When we are trying to gather data quickly, closed end questions are usually the best option, with recipients either offered Yes or No options, or asked to select their answers from a list of options. This contrasts with qualitative objectives where open ended questions are the preferred option, giving recipients the space, they need to really express how they feel about something.
Further points to consider
What are you looking to learn/identify/measure?
While we’ve already discussed the importance of effective measurement in surveys and ensuring your objectives are SMART, in order to give yourself the best chance of meeting the aims and objectives of your survey, it’s also important to be clear from the outset what you want to learn or identify.
As long as you have an overall goal for your survey, then it should provide you with the level of clarity you need about the purpose of your survey research, as survey goals aim to answer what it is that you want to know and why.
Who is the target audience for your survey?
While it’s important to be clear about what you want to identify, learn and measure, it’s equally vital to know exactly who you need to be targeting if you’re to get the information you need.
To help identify this you need to revisit the original goals and objectives of your survey research and then examine your existing data to pinpoint who you need to be targeting.
For example, if your ultimate goal was to improve your customer retention rates, you may want to cleanse and segment your data to identify your most loyal contacts among existing customers and details for former customers.
This would potentially allow you to send two different survey questionnaires to loyal customers and former customers, so you could find out what the former group most likes about your company, as well as the reasons why the latter group choose to leave. You could then use the feedback from both groups to make improvements that could help you to further increase your customer retention rates in the future.
Should you be looking for quantitative or qualitative information, or both?
When it comes to the purpose of your survey questionnaire and type of information you should be looking to collect, whether quantitative, qualitative or both, it really depends on your survey needs and ultimately what you’re looking to find out.
For example, if you were just looking to see how many of your respondents owned something, you would go for the closed questions of the quantitative approach, as opposed to if you needed to examine respondent views on a particular issue you would be much better offer with the open-ended questions of the qualitative method.
However, don’t feel you need to go with one approach only, as you may be looking to collect a mix of facts and figures, as well views on a particular topic of interest, which in this instance you would be better off including a mix of both quantitative and qualitative questions. Essentially, it’s about ensuring you’re using the best approach to meet your survey’s requirements.

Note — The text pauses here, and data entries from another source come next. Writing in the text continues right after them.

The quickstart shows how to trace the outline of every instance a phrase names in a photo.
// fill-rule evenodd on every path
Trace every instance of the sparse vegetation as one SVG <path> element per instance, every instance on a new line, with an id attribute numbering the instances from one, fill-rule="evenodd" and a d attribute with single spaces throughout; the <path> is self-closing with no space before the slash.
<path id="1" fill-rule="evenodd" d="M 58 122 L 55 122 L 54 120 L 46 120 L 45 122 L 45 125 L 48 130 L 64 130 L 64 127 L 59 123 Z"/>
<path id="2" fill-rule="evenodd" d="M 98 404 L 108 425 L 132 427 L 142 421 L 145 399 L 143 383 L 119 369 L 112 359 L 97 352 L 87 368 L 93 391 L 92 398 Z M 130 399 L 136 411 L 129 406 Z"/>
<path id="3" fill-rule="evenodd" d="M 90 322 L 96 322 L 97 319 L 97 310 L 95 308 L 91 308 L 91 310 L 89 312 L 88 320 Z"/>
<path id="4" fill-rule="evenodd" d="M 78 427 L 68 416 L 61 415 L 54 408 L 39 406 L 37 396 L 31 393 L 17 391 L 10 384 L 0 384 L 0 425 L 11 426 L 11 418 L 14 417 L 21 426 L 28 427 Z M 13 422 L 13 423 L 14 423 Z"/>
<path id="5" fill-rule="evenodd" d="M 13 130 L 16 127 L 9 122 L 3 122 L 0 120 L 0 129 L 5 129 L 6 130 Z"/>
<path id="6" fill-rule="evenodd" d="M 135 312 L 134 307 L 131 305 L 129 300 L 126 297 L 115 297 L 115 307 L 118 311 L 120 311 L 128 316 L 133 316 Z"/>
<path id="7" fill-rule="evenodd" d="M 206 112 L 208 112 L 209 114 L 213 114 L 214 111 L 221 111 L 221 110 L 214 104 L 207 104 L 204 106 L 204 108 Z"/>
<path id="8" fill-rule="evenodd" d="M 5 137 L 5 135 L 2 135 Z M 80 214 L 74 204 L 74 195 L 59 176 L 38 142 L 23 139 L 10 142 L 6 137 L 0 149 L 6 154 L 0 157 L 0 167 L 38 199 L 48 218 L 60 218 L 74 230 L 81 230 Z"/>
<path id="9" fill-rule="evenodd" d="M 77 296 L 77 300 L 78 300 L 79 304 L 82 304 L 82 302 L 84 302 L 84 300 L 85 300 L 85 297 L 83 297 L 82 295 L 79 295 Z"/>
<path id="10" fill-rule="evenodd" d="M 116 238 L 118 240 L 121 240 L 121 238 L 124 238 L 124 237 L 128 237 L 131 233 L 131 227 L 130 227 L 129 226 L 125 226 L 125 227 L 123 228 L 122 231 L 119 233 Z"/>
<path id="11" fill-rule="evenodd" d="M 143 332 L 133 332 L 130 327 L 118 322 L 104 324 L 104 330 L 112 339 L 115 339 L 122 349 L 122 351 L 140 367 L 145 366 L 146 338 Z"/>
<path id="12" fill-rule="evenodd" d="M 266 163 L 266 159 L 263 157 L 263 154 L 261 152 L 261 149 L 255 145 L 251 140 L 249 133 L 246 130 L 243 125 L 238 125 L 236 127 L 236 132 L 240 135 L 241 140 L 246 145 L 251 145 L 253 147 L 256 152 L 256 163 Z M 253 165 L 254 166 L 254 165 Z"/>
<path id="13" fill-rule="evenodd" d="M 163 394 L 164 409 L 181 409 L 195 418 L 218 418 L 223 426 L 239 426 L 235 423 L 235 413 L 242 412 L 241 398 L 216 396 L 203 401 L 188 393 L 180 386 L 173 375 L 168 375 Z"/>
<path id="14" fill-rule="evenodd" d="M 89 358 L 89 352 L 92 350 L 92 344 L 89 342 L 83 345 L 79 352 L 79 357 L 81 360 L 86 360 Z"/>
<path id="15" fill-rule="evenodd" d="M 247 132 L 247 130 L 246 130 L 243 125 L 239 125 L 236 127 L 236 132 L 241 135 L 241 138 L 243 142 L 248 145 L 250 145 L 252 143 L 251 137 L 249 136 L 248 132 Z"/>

How will the data be used and reported?
Once you’ve gathered and analysed your data, you need to be clear about exactly how you’re going to use it and the purpose of your survey report, if you’re to gain the maximum value from running your survey.
For example, if you were involved with HR surveys and were planning to run an employee satisfaction survey, it could be that you plan to use the feedback they provide to make further improvements to staff working conditions with the objective of increasing employee productivity.
This could also include a detailed reporting process, where you email a report of the survey’s findings among staff and management, which also include the actions you will take to improve working conditions and timelines when you hope to complete them.
By taking such an open and honest approach as this, you’re also more likely to gain a greater commitment from your staff moving forward.